- Dancing Ballz: Magic Dance Line Tiles Game icon
- Developer: Amanotes Pte. Ltd.
- Publisher: Amanotes Pte. Ltd.
- Engine: Unity
- Platforms: Android, iOS
- Release: June 15, 2017
- Genres: Rhythm game, music
- Mode: Single-player

= Dancing Ballz =

2017 mobile rhythm game

Dancing Ballz is a mobile rhythm game developed by Vietnamese video game developer Amanotes Pte. Ltd. It was released on June 15, 2017 under the name Dancing Ballz: Color Line and became available on iPad and iOS in August 2017. The game was replaced by its remastered sequel called Dancing Ballz: Magic Dance Line Tiles Game, released on September 12, 2017. A spin-off titled Dancing Ballz: Magic Beat was released on September 21, 2020. Magic Beat achieved overall rating of 4.5/5 in iOS store.

==Gameplay==
The gameplay consists of tapping the screen, where player have to control avatar characters such as animals, insects, disc and balls through line trail, avoiding or jumping obstacles guided by marked points. With up to 46 levels in Color Line, 52 in Magic Dance Line Tiles Game, Dancing Ballz features EDM, dubstep, house, electro, rock, EDM trap, Christmas, indie pop and rock, and folk genres as well as popular songs such as TheFatRat's "Unity", "The Calling", "No No No" and "Monody", Sia's "Chandelier" and OneRepublic's "Counting Stars" added in Magic Dance Line Tiles Game. Stars and percentages are used to denote player's progress to destination, as from the latter one is useful for revival after failure, which can be done at least 30%. Good track yields players for acquiring more scores and also able to unlock characters. There are five regions that can be unlocked by collecting stars.
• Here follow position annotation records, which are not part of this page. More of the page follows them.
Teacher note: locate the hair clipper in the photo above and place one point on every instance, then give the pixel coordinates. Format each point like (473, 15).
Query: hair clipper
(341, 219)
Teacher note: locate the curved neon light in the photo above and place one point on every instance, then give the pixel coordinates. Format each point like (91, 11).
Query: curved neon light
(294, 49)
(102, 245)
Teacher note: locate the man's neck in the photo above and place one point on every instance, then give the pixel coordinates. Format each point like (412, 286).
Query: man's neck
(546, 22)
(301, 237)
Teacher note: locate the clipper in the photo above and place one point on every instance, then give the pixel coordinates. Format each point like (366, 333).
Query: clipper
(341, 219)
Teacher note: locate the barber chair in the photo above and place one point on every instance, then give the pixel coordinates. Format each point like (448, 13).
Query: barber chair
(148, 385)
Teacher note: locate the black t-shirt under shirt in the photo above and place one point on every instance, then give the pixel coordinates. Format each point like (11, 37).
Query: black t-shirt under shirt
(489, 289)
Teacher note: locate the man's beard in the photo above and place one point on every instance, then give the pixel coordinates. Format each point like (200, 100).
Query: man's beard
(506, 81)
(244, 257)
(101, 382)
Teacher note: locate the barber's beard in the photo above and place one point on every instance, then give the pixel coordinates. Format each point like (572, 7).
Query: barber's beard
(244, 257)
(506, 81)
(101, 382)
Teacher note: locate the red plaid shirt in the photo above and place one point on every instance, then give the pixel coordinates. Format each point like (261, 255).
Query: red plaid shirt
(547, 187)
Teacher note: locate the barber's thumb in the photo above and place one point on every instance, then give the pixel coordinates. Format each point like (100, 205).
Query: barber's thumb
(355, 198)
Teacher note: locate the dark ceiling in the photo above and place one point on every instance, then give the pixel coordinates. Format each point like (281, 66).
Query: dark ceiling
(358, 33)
Patterns of line mainly designed in narrow and zig-zag shapes. Player can unlock levels by watching five videos sequentially. In some circumstances, videos may not prepared by watching in short period of time. In addition, Dancing Ballz introduced timer and life system to gameplay mechanic, limiting player to advance the level progress at a specific period. Extra lives are offered by Easter eggs, which displays erroneously as 999 in heads-up display.

==Reception==
In Appgamer, the game met positive reviews scoring 3.3/5. In AppGrooves, it scored 4.2/5 rate with less positive reviews. In AppsMeNow, Color Line received favorable views, aggregating 88%.